Los ministros de la UE consideran tope al precio del petróleo y un impuesto extraordinario para controlar el aumento de los costes energéticos

A gasoline price board is shown at a gas station in Neu-Anspach near Frankfurt, Germany, Friday, March 27, 2026

Before a ministerial assembly in Brussels, the European Commission called on EU finance ministers to maintain energy relief actions as short-term initiatives while continuing to prioritize decarbonisation targets.

Finance ministers from the European Union are debating the implementation of oil price caps or windfall profit taxes as part of a coordinated strategy to address rising energy expenses, amid sharp increases in natural gas and oil prices linked to the conflict in Iran.

ADVERTISEMENT ADVERTISEMENT

Experts caution that further spikes in prices could mirror the energy crisis experienced in 2022.

EU representatives emphasize that the bloc is better equipped than during 2022, when Russia’s invasion of Ukraine caused severe shortages in energy supply. They highlight greater internal production of clean energy and more robust infrastructure as key improvements.

Nonetheless, high uncertainty persists due to the unpredictable length of the conflict. Officials also note that the EU’s “financial flexibility is more constrained than before,» as defense expenditures have risen.

Despite attempts since 2022 to diversify energy sources, Europe remains vulnerable to global shocks and must prepare for renewed instability, even if the situation does not escalate into a full-blown crisis, officials explained.

Following a ministerial gathering in Brussels on Friday, Economy Commissioner Valdis Dombrovskis noted that the “scale, severity, and consequences” of the war have grown more intense over the last fortnight.

He referred to the closure of the Strait of Hormuz and assaults on energy infrastructure, which have pushed Brent crude prices above $100 per barrel and elevated natural gas costs.

“The pivotal factor is the duration and intensity of the crisis, as these will shape the magnitude of the energy shock (…) Our collective hope remains for de-escalation and prevention of major disruptions to energy infrastructure,” stated Eurogroup President Kyriakos Mihrakakis.

Pierre Gramegna, managing director of the European Stability Mechanism, cautioned that “even if hostilities cease tomorrow, their impacts will persist for a long period.”

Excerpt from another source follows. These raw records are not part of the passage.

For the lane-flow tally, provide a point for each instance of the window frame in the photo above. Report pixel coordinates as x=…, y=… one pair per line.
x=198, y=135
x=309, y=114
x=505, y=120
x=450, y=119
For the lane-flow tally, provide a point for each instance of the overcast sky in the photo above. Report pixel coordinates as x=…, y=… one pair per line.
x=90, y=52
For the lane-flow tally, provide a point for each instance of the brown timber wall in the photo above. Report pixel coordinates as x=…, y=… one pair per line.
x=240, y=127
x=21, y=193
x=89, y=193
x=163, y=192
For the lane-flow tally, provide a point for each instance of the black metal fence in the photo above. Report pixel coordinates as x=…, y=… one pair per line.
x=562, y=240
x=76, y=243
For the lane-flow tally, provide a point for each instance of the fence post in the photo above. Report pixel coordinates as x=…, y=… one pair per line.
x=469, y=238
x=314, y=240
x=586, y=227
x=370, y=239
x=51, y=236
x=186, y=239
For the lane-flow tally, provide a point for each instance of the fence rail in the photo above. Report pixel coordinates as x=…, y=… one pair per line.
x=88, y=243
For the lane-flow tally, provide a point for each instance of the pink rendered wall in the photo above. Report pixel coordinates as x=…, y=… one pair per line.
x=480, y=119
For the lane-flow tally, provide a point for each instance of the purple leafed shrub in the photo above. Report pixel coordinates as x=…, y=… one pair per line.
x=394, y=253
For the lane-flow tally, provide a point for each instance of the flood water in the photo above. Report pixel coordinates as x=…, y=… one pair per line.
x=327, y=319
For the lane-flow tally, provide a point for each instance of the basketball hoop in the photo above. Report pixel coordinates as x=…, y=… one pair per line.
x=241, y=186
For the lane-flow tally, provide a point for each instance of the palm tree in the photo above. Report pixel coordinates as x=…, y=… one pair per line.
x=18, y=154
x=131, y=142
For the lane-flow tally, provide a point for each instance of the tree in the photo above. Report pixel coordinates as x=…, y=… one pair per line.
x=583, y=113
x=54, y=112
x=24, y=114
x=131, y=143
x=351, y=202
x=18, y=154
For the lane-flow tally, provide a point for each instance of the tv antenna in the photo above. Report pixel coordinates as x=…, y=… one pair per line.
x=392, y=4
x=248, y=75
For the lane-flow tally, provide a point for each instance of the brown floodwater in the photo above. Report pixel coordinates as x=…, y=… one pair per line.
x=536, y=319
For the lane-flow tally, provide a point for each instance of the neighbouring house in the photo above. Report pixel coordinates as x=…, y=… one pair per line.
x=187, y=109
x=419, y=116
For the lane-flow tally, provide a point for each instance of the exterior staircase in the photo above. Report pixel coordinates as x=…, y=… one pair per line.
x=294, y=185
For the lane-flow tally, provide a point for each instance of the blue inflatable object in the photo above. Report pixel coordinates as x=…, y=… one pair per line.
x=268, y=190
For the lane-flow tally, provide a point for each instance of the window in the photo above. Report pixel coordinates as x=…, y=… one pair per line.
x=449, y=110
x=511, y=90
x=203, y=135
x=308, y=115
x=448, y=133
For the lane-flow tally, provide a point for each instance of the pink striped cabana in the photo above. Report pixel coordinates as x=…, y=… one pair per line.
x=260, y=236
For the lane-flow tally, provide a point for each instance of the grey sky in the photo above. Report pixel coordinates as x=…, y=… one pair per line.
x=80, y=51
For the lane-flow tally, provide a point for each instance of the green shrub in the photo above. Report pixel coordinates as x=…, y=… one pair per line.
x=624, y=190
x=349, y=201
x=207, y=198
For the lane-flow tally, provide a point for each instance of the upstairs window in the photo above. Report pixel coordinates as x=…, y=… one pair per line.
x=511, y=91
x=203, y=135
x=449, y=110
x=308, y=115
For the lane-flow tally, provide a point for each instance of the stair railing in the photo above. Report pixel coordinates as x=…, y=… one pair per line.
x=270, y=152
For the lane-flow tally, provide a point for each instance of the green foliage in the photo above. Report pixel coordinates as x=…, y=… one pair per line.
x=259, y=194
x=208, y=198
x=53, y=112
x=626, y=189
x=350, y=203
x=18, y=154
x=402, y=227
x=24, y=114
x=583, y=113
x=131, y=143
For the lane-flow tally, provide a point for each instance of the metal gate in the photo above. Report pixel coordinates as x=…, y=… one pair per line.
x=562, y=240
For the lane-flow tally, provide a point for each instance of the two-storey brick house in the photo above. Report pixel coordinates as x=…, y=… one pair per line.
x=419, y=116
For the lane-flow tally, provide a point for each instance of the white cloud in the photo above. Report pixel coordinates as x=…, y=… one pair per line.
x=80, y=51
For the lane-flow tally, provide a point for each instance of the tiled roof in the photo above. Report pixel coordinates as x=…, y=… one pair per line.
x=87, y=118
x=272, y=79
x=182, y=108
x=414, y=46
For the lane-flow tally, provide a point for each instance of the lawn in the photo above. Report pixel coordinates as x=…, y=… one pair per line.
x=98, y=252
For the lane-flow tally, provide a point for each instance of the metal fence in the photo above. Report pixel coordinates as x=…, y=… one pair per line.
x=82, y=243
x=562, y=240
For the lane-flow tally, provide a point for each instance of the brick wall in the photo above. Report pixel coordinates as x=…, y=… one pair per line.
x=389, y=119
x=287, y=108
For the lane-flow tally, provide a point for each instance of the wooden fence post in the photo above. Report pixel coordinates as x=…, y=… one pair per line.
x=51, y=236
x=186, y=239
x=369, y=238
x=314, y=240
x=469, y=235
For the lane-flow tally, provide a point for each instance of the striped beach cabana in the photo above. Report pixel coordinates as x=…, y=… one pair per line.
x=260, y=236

Discussion on EU’s instruments to address rising energy prices

During talks, ministers reviewed potential coordinated responses based on a 26 March European Commission document, viewed by Euronews, in the presence of International Energy Agency chief Fatih Birol, who has issued warnings about an energy crisis surpassing that of the 1970s.

As the long-term ramifications of the Iran conflict are evaluated, the Commission urges member states to speed up adoption of clean energy solutions. Spain and Portugal are highlighted as examples due to their lower susceptibility to price volatility associated with renewables.

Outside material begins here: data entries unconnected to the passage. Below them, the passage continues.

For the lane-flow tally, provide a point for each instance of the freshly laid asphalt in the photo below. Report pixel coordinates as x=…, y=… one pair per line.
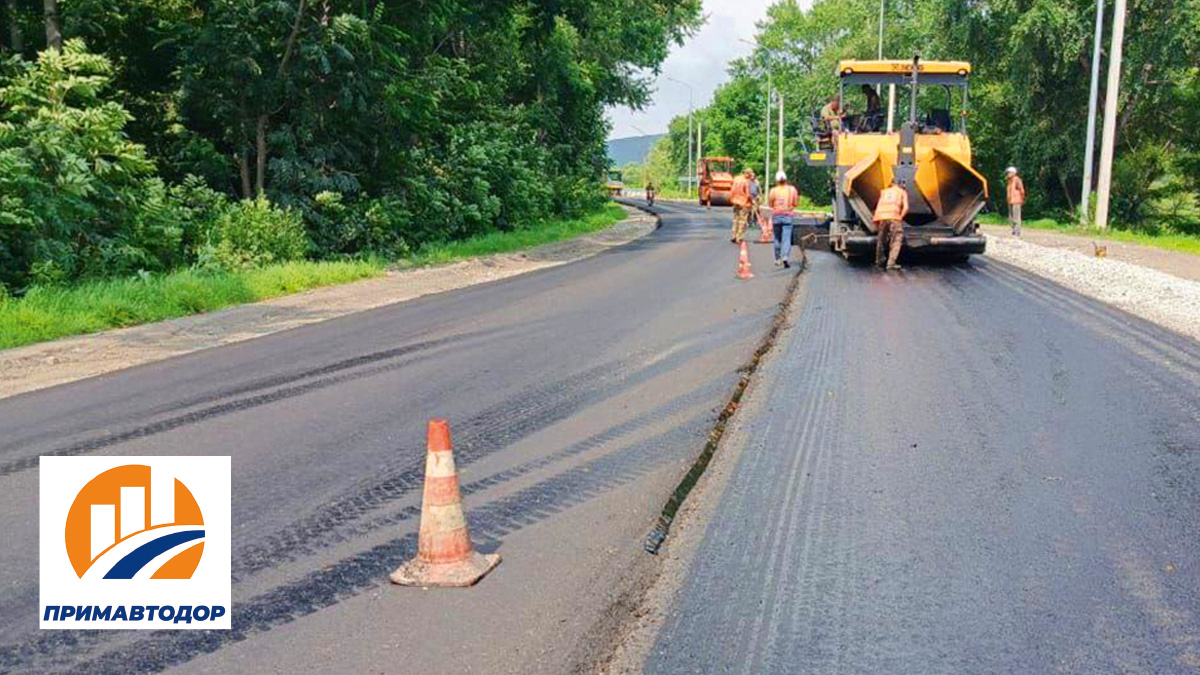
x=954, y=470
x=577, y=396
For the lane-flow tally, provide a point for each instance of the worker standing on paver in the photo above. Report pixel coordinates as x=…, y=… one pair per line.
x=783, y=199
x=739, y=196
x=1015, y=198
x=831, y=114
x=889, y=223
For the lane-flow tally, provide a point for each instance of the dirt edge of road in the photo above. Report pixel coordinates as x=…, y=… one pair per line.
x=60, y=362
x=623, y=637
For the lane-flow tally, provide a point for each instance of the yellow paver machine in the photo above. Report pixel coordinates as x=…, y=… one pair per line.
x=930, y=151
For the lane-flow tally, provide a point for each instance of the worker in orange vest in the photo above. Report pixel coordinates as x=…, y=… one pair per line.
x=1015, y=198
x=739, y=195
x=889, y=222
x=783, y=199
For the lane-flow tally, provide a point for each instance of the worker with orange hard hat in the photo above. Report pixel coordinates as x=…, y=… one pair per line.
x=889, y=223
x=739, y=196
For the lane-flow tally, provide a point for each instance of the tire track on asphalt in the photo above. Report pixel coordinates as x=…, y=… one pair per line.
x=475, y=438
x=203, y=414
x=271, y=382
x=785, y=490
x=352, y=575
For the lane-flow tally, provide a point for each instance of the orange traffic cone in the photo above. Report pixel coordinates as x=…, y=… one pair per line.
x=444, y=555
x=744, y=262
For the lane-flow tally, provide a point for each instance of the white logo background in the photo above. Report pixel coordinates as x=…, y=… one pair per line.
x=209, y=481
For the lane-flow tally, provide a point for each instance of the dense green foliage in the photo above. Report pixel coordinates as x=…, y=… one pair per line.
x=234, y=132
x=1029, y=93
x=46, y=312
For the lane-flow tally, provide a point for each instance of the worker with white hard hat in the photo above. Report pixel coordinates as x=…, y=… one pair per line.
x=1015, y=195
x=783, y=199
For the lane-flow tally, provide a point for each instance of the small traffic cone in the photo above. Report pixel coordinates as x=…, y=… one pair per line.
x=444, y=555
x=744, y=262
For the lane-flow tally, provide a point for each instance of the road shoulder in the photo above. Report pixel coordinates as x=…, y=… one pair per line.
x=1176, y=263
x=48, y=364
x=1145, y=291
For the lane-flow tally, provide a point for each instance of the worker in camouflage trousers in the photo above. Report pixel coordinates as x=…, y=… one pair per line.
x=741, y=198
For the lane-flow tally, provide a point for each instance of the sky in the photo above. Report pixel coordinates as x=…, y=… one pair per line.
x=700, y=63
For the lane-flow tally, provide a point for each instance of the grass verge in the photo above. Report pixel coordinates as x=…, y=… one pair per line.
x=516, y=239
x=1168, y=240
x=52, y=312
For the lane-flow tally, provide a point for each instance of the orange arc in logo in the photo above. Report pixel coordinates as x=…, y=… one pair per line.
x=106, y=493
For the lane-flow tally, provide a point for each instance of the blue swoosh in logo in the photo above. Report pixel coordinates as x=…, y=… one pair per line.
x=138, y=557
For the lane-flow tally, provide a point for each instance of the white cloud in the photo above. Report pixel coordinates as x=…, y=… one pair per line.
x=701, y=63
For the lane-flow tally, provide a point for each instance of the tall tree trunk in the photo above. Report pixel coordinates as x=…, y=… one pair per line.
x=53, y=30
x=244, y=171
x=263, y=119
x=15, y=39
x=261, y=155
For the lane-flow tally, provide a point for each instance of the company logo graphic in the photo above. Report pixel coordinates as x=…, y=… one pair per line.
x=135, y=542
x=135, y=523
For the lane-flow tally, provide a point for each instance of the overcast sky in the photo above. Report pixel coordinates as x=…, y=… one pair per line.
x=700, y=63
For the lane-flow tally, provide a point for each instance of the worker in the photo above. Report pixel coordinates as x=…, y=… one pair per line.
x=753, y=221
x=831, y=115
x=874, y=115
x=889, y=214
x=1015, y=198
x=783, y=199
x=739, y=196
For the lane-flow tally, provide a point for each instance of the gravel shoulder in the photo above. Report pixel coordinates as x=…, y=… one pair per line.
x=1143, y=286
x=47, y=364
x=1176, y=263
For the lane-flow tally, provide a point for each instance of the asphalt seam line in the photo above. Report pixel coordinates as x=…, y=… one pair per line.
x=630, y=605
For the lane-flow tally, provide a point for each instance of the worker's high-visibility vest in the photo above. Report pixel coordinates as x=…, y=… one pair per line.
x=739, y=193
x=783, y=199
x=893, y=203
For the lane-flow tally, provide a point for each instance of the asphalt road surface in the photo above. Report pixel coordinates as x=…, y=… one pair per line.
x=955, y=470
x=577, y=396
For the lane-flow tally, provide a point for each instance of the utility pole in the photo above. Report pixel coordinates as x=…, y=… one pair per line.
x=53, y=28
x=780, y=131
x=881, y=28
x=766, y=145
x=691, y=163
x=1089, y=153
x=1110, y=117
x=892, y=88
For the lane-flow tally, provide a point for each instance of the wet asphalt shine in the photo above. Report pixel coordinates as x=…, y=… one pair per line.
x=577, y=398
x=958, y=469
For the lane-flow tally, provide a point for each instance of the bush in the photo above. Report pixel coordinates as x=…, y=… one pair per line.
x=78, y=197
x=253, y=233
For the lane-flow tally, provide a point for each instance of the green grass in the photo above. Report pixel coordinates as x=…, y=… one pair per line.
x=52, y=312
x=517, y=239
x=1168, y=240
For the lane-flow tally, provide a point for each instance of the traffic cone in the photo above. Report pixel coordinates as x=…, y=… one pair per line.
x=744, y=262
x=444, y=555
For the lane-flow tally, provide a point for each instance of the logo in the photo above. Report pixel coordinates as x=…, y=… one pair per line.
x=131, y=521
x=135, y=542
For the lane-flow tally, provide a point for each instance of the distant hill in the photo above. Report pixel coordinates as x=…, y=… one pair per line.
x=633, y=149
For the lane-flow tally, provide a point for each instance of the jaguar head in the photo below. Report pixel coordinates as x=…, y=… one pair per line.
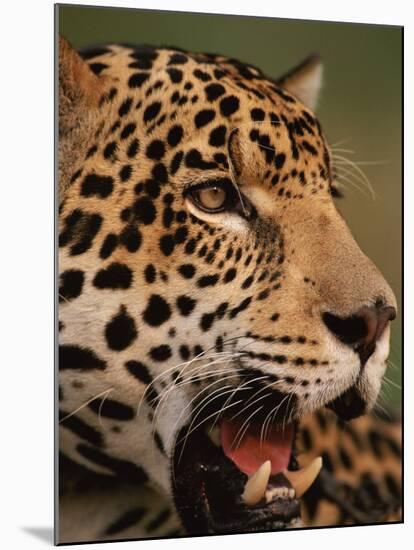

Per the document, renewables accounted for approximately 48% of the EU’s electricity supply in 2025, rising from 36% in 2021, driven principally by wind and solar power. During the same timeframe, fossil fuel usage decreased from 34% to 26%.

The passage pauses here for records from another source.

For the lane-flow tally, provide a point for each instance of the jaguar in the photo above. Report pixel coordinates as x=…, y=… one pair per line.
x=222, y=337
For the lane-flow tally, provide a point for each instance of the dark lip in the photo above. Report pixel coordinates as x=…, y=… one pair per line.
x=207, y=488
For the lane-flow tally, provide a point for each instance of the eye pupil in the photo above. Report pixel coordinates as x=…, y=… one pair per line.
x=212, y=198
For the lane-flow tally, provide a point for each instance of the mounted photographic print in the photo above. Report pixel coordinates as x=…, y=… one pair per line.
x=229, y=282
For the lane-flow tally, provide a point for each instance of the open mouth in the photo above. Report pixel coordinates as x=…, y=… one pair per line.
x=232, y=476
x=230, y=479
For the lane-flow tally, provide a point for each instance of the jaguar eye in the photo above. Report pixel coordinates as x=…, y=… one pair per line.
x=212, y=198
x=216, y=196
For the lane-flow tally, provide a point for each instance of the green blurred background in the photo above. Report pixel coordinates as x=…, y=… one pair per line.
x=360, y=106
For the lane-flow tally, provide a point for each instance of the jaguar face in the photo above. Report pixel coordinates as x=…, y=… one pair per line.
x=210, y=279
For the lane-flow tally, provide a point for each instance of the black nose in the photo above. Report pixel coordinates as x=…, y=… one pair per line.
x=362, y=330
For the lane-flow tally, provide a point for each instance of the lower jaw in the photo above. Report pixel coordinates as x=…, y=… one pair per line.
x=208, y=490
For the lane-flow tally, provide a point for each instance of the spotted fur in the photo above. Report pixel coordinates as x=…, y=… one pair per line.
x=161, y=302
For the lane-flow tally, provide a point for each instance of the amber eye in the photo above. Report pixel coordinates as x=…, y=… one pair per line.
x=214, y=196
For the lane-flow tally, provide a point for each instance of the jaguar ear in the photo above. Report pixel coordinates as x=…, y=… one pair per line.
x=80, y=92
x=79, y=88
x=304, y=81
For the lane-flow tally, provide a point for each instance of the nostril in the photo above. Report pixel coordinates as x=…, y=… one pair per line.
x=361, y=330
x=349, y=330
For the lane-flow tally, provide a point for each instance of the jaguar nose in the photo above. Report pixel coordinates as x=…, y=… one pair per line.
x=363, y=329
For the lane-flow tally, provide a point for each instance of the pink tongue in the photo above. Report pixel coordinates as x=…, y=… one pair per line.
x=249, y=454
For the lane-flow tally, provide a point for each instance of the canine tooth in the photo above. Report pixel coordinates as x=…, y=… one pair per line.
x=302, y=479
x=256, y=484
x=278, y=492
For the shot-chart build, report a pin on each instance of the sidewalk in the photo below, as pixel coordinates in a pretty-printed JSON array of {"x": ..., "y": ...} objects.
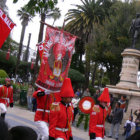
[{"x": 21, "y": 116}]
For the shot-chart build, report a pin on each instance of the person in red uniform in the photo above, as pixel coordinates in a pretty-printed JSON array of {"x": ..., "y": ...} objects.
[
  {"x": 97, "y": 117},
  {"x": 44, "y": 101},
  {"x": 61, "y": 114},
  {"x": 6, "y": 97}
]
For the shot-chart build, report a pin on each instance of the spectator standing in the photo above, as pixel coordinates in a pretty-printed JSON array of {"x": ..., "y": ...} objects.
[
  {"x": 75, "y": 102},
  {"x": 129, "y": 124},
  {"x": 137, "y": 121},
  {"x": 78, "y": 93},
  {"x": 29, "y": 96},
  {"x": 86, "y": 93},
  {"x": 6, "y": 97},
  {"x": 117, "y": 114},
  {"x": 122, "y": 102},
  {"x": 97, "y": 94},
  {"x": 97, "y": 117},
  {"x": 61, "y": 114},
  {"x": 111, "y": 100}
]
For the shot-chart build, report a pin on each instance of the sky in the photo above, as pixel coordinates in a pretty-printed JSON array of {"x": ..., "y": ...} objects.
[{"x": 33, "y": 26}]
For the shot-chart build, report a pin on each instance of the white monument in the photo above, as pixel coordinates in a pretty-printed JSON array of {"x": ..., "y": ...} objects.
[{"x": 128, "y": 80}]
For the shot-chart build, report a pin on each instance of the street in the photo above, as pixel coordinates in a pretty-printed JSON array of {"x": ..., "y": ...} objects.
[{"x": 20, "y": 116}]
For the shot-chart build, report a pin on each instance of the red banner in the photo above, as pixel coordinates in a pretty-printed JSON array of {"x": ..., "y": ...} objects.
[
  {"x": 56, "y": 59},
  {"x": 40, "y": 48},
  {"x": 6, "y": 25}
]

“Europe’s energy transition stands as a strategic priority, and no short-term upheaval will derail this course,” declared Dombrovskis.

The Commission also urges member states to reduce demand for gas and oil, echoing an IEA alert issued on 20 March, one day after EU leaders unveiled “targeted and temporary” measures aimed at alleviating energy costs.

Brussels has emphasized that such interventions should remain brief and cost-effective in order to avoid long-term fiscal pressures.

The document further suggests focused assistance for households and businesses most impacted, rather than widespread subsidies that might distort markets and stress public budgets.

To prevent a recurrence of fragmented national actions as seen in previous crises, the Commission advocates for EU-wide coordination, funded through existing mechanisms such as revenues from the carbon market or windfall taxes, without resorting to new borrowing.

In the upcoming weeks, the Commission is expected to propose reduced tax rates on electricity and initiatives to ensure its taxation is lighter than that on fossil fuels. Additionally, plans to modernize the EU’s carbon market will be outlined, including revisions to free allocation benchmarks and enhancements to the Market Stability Reserve to reduce price fluctuations.